This is what stuck out to me too, it should be “The story is absurd and we have been unable to verify it with any other news sources yet”. Quoting Mirror and Daily Mail automatically translates in my head as “so it’s not true then”.
BA are appalling.
My 9 year old daughter was on their flight from London to Sydney recently. (It’s a long haul flight with a stopover in Asia.)
On the first flight, as the cabin crew dimmed the lights for night time, she reclined her seat.
The man behind her suddenly lost it, punching the back of her chair, swearing at her, yelling - just gross abusive behaviour.
The crew came down and managed to somehow tell both him AND my wife off, despite them having said nothing. They threatened to divert the plane - they may have not bothered to notice who was the aggressive adult male threatening the young girl - but clearly they knew it was an extreme situation.
They didn’t move him. For the next 9 hours my daughter had to put up with him sitting behind her. She’s 9 years old, and was petrified.
The plane lands, they have their stopover, and when they reboard HE’S STILL ON THE FLIGHT. In the exact same seat.
So there’s a further 12 hours of her feeling unsafe, uncared for by staff, and knowing the man who was abusive to her suffered absolutely no penalty.
After four parties complained and solicitors became involved, BA unrepentantly offered a voucher for £100. On a flight that costs nearly a thousand.
And it’s useless to us anyway. Come hell or high water I’m not going to see any member of my family fly with them again.
Is it the seats or the “average human ass” that has changed?
Then adding insult to injury, the flight attendant got real pissy with the traveler.
So the piss tape IS real!
“Either urine your seat or urout of the plane. Your call.”
Nah, they were going to South Africa, not Germany.
Isn’t their motto, “Come fly the friendly skies, you fucking wanker.”?
We gave Cathay a go last time we went to Europe. I was happy with the service. We had maybe two or three hours to wait in Hong Kong both ways.

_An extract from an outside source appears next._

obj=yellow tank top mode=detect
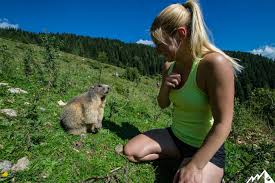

As horrible as this is for the man, I can see why BA did it. If news gets out that if you piss on your economy seat they offer you a spare seat in first class…do the math.
With the lines and the TSA insults and the possibilities of being beaten up by airline crew, not to mention having your luggage mangled and mishandled or the huge carbon footprint, it’s a wonder anyone willingly gets on an airplane anymore. I know that I haven’t gotten near an airport with the intention of flying anywhere in nearly a decade.